Глухо покатилась по асфальту снесенная с плеч голова, окропленнная кровавым фонтаном...
Глава 2
Ненавижу миндаль... Почему опять пахнет миндалем? И почему я ничего не вижу?
Кажется, я опять отключился. Получается, уже второй раз за... За какой-то промежуток времени. Надеюсь, что небольшой.
Только вот почему я отключился? Если в первый раз я совершенно точно вырубился от страшного приземления на башку, то во второй-то с чего?
Помнится, там девчонке снесли мечом голову, а потом...
Ага, стоп. Вот все и встает на свои места. Никуда я не отключался. Просто пока я был в отключке, мой поврежденный падением мозг начал выдавать всякую ахинею, а я послушно верил им, как всегда происходит во сне. Ну серьезно, какие световые мечи и сабли против невидимых противников? Какие световые барьеры и квадрокоптеры? И главное — какие к черту казни своих же друзей прямо посреди города?
А сейчас я пришел в себя, снова вернулся в свое сознание и поэтому сон закончился. Поэтому и закончился так резко — в памяти осталась только катящаяся по асфальту голова девушки, с расширенными глазами, в которых застыл ужас и ожидание боли, со сжатыми в последней судороге зубами, с дергающейся косичкой русых волос, едва шевелящейся из-за склеившей воедино липкой крови...
Бр-р-р, стоп, хватит. Как бы реалистично это ни выглядело, это все лишь сон, бред воспаленного разума, спровоцированный сотрясением мозга после падения. По крайней мере, судя по тому, что вокруг так тихо — я уже точно не на соревнованиях. Наверное, меня отправили в больницу и я нахожусь в палате, в тишине и спокойствии. Возможно, я даже какое-то время пролежал в коме, но теперь наконец я вернулся в сознание и даже сносно себя чувствую. Руки и ноги слушаются, сердце стучит ровно, даже голова не болит. Возможно, это лишь до тех пор, пока я лежу и не пытаюсь встать, но это уже хорошо.
Можно и открыть глаза и оглядеться.
Так.
Даже скорее «так, блэт».
Это совершенно точно не больничная палата. И даже вообще не больница. И даже не карета скорой помощи.

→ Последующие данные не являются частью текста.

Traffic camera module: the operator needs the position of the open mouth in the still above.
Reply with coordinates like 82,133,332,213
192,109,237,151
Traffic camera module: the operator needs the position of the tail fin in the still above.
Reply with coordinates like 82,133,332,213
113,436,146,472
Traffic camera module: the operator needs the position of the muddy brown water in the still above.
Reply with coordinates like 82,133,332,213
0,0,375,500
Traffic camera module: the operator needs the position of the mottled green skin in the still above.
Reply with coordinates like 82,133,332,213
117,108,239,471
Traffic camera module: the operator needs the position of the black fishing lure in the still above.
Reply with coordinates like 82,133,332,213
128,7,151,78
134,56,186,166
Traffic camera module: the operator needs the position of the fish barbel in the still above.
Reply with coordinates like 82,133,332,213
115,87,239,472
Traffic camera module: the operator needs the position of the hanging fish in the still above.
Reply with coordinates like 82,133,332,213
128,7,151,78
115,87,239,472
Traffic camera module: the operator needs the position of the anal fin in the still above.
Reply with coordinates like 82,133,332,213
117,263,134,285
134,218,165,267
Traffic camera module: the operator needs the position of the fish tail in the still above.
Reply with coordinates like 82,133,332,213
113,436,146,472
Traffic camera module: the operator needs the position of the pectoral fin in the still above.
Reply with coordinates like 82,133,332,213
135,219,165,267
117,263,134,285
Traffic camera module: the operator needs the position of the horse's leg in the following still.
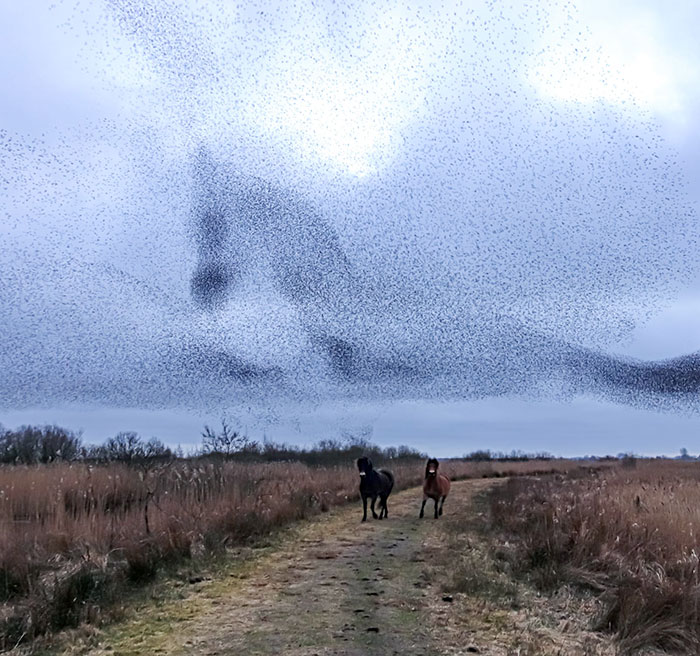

И даже не турнирная площадка, чего стоило бы ожидать в последнюю очередь.
Над головой был серый обшарпанный потолок, выглядящий так, словно его никогда и не приводили в состояние чистовой отделки. На нем висели две длинные лампы дневного света, источающие холодный, почти синий, свет, причем одну заметно лихорадило — она несколько раз в секунду моргала, успевая почти погаснуть и разгореться заново.
Стена напротив меня, которую можно было разглядеть из положения лежа, да еще и в неширокий дверной проес, оказалась чуть приличнее — тоже серая и невзрачная, но хотя бы не бугристые, а с претензий на ровность. Вдоль стены стояло несколько железных шкафчиков, покрашенных облупившейся на углах синей краской, а между ними висели крючки для одежды. На некоторых как раз и висела одежда, зацепленная за капюшоны.
За черные, с желто-розовыми пятнами, капюшоны.
Кажется, я дернулся.
Да, наверняка, я дернулся, потому что слева раздалось шуршание, а потом приятный тихий женский голос произнес:
— О, ты очнулся? Наконец-то.
Слева от меня прямо на полу лежало, или стояло, я так и не понял, как правильно про них говорить, серое кресло-мешок, в котором, как в кучевом облаке, сидя утопала молодая девушка, совершенно не похожая на санитарку или медсестру. Волосы у нее были черные, с заметным фиолетовым отливом, подстриженные и зачесанные несимметрично — густая длинная копна справа и половинка облегающего каре слева. У девушки были четко очерченные, выгнутые пологими дугами, словно крылья чайки, густые, как тушью нарисованные, брови, и глаза невозможного насыщенного-фиолетового цвета, идеально гармонирующего с ее волосами.
Одета девушка была в черную куртку с длинными рукавами, расстегнутую до половины, под которой виднелась белая майка-борцовка. Но самое странное — в руках, заложив страницы пальцем, девушка держала книгу. Простую бумажную книгу, шуршание которой я и отметил, когда она со мной заговорила.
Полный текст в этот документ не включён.